Written by Kisstopher Musick
Kisstopher Musick
Living and Loving Life in Japan Comments are off

So, I need to start off with a content warning. This post will talk about abuse, sexual assault, and slavery. If you find these topics to be upsetting, please do not read this blog post.

I tell a few different stories about my name. One of them is that I am the last of 14 children, which is true but has nothing to do with my name. I also say I was named after my grandfather, and that is almost true. I was actually named after my paternal grandmother. We both hated the name they had given us. I also hated the trauma I had suffered under that name. My mother had a way of pronouncing my name that sounded like hate. Because of this, I came to hate the name she had given me. She also gave me a horrible nickname that I came to associate with sexual abuse. My mother never sexually abused me herself, but another family member did, and my mother paired them with the use of the nickname, which I then began to associate with being molested. A major part of my healing from the abuse of my mother and other family members was to change my name and become reborn.

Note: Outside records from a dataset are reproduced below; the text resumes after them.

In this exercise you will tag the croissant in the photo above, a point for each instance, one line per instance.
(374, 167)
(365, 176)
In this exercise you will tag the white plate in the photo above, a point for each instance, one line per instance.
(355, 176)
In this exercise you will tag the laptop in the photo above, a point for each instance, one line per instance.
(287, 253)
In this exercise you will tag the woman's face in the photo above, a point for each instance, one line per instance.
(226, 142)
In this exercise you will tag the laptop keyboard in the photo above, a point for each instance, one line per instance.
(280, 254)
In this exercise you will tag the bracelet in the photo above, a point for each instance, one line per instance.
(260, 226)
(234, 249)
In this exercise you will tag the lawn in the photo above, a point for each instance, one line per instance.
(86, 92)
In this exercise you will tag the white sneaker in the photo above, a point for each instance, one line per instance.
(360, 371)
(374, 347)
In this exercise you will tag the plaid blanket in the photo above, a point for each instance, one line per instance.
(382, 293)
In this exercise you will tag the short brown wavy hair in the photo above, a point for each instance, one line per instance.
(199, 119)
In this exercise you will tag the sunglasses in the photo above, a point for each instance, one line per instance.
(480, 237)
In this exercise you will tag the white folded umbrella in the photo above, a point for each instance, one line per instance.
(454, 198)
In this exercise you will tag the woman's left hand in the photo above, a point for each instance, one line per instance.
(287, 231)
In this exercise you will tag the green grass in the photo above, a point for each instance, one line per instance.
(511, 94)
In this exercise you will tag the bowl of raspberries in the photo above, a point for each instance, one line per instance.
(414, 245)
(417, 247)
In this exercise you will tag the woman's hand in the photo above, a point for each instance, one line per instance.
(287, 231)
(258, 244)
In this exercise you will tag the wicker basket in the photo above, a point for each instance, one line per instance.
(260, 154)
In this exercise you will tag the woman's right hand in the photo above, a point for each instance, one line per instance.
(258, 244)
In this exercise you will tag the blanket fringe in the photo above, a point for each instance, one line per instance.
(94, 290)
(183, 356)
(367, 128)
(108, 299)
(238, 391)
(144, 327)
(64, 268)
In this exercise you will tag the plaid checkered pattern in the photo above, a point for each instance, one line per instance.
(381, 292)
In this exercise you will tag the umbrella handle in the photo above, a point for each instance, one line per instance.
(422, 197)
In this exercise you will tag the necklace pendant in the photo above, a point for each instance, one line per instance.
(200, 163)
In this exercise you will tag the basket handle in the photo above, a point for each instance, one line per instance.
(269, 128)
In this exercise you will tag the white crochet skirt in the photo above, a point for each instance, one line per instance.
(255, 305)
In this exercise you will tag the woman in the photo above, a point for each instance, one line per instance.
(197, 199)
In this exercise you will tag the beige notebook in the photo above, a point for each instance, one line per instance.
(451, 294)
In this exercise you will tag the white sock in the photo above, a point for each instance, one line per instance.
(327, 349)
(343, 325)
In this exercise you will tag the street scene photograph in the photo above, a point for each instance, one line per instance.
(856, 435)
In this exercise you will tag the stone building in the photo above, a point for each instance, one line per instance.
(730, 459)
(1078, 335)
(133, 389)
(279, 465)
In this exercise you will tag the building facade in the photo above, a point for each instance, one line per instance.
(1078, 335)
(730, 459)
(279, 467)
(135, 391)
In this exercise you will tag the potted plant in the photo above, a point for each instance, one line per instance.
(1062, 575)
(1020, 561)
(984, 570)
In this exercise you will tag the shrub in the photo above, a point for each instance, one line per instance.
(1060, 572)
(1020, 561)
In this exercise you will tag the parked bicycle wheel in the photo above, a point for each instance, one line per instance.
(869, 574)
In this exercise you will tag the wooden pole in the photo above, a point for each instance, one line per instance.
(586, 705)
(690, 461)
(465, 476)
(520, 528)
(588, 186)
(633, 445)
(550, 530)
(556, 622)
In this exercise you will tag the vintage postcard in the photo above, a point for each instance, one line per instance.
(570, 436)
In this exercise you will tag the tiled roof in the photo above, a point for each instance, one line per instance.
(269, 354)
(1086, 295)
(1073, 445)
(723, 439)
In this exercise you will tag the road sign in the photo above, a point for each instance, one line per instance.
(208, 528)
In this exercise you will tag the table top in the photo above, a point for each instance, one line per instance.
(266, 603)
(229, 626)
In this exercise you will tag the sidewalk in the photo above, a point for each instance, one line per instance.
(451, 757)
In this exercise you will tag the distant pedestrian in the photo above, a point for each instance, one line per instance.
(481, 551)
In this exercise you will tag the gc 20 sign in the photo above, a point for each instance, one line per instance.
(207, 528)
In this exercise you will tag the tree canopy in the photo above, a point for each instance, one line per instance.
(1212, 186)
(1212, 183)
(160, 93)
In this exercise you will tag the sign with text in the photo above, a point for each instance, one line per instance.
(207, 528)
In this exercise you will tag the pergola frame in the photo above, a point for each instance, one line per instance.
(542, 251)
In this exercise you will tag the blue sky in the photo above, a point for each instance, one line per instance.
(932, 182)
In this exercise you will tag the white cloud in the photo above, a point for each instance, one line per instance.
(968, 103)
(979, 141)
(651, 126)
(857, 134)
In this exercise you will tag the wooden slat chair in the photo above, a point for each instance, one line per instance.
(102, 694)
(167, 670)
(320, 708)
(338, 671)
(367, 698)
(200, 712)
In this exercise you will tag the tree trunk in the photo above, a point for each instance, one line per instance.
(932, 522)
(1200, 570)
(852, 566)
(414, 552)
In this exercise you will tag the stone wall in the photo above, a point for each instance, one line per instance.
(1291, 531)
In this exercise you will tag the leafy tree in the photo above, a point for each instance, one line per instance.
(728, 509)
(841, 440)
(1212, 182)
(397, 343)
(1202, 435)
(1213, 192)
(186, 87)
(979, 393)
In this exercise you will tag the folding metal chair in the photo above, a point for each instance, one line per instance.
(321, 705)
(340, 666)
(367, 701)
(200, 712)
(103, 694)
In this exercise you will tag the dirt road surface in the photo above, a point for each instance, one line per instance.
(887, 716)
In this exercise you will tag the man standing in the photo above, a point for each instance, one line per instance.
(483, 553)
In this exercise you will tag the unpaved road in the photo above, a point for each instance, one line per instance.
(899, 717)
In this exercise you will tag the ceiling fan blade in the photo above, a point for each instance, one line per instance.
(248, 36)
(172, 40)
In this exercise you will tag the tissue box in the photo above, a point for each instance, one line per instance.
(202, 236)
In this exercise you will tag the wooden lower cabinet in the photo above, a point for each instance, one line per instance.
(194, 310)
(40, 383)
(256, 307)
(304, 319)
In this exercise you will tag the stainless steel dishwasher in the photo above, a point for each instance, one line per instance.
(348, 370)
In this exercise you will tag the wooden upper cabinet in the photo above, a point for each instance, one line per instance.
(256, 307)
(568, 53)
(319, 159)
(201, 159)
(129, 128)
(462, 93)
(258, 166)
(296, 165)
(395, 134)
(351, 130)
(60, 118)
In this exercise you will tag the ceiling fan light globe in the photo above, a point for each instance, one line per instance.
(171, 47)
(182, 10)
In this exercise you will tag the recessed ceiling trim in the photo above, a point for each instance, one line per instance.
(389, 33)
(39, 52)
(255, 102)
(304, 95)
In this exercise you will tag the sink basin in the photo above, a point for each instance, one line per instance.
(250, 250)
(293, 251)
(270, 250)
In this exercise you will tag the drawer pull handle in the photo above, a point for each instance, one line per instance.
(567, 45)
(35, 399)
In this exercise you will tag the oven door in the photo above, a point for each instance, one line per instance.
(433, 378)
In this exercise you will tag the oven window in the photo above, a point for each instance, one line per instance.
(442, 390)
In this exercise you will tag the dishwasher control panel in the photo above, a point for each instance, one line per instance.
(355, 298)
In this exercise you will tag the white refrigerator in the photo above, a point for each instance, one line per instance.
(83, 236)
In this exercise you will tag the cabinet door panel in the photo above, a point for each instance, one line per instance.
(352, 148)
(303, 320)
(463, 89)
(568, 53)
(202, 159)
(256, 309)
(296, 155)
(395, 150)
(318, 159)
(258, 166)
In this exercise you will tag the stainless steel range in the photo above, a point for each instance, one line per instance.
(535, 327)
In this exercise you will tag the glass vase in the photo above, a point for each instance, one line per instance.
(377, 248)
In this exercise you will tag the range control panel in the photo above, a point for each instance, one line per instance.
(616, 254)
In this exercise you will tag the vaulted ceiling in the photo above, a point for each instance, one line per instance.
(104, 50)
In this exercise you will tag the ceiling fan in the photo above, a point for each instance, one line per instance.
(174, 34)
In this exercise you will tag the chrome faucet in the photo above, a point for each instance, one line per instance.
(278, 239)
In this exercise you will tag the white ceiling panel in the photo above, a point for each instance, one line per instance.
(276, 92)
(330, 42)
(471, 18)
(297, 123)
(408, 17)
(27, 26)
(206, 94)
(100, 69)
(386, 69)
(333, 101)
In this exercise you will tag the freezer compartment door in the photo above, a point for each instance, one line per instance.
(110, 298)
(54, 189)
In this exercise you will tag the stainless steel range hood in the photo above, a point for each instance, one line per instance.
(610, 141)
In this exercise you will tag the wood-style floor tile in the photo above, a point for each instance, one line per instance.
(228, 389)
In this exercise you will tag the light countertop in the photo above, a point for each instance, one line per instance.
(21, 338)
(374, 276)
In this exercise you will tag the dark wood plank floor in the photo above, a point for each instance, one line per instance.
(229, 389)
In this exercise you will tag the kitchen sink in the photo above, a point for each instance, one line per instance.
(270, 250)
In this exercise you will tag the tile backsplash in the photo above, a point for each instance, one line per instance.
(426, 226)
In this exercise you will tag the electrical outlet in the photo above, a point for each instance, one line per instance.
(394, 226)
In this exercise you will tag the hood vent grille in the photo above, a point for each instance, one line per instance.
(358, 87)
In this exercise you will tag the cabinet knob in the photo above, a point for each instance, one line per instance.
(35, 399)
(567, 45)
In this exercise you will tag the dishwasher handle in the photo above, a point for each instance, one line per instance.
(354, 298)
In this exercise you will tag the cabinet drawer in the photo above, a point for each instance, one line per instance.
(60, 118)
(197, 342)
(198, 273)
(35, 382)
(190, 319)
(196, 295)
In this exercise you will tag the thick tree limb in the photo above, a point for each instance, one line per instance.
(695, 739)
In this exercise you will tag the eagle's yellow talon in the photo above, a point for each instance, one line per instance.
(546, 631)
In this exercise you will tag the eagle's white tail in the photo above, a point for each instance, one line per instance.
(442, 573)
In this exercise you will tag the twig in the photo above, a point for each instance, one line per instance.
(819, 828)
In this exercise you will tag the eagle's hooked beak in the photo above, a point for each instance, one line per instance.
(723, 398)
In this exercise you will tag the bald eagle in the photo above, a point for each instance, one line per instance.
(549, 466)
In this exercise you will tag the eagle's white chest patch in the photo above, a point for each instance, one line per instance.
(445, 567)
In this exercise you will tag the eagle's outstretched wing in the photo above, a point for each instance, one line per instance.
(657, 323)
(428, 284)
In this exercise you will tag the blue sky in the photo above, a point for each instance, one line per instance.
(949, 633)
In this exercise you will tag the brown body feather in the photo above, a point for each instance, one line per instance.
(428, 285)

My grandmother also associated the name with pain. Her father (my paternal great grandfather) was freed by the emancipation proclamation. My grandmother was never a slave, but she was raised by the same family that had owned her father. They also named her. For my grandmother, the name became synonymous with all the racism she endured in her life and all the suffering that slavery inflicted on her family. She always supported my decision to change my name. My mother did not. I was not able to change my name legally until after I had emancipated at the age of 16. I would change it twice. When I was 14, my cousin and I watched an old movie with a female lead named Christopher. She was everything I wanted to be. So, at age 15 I started going by Christopher, but I hated the nickname Chris. When I was 17 Prince came out with the song “Kiss,” which I thought would be an amazing nickname and changed my name to Kisstopher.

Most people called me Kiss throughout my twenties. In my twenties, I was a sex worker and came to associate the nickname Kiss with sex work. In my thirties, I stopped doing sex work and became Kisstopher, no longer using a nickname. For those of you who asked me about my name and got the short easy answer or some other story, I hope you can see why I don’t always give the long truthful answer. From now on, I will refer people to this blog post if they are curious about my name. I don’t share my birth name because it is a popular name and I don’t want to ruin anyone’s name for them. That, and I really do not like it when people address me using my dead name. People do this to either hurt me or to create intimacy they have not earned. Both are offensive and will cause me to distance myself from a person. You already know my name, and it’s Kisstopher.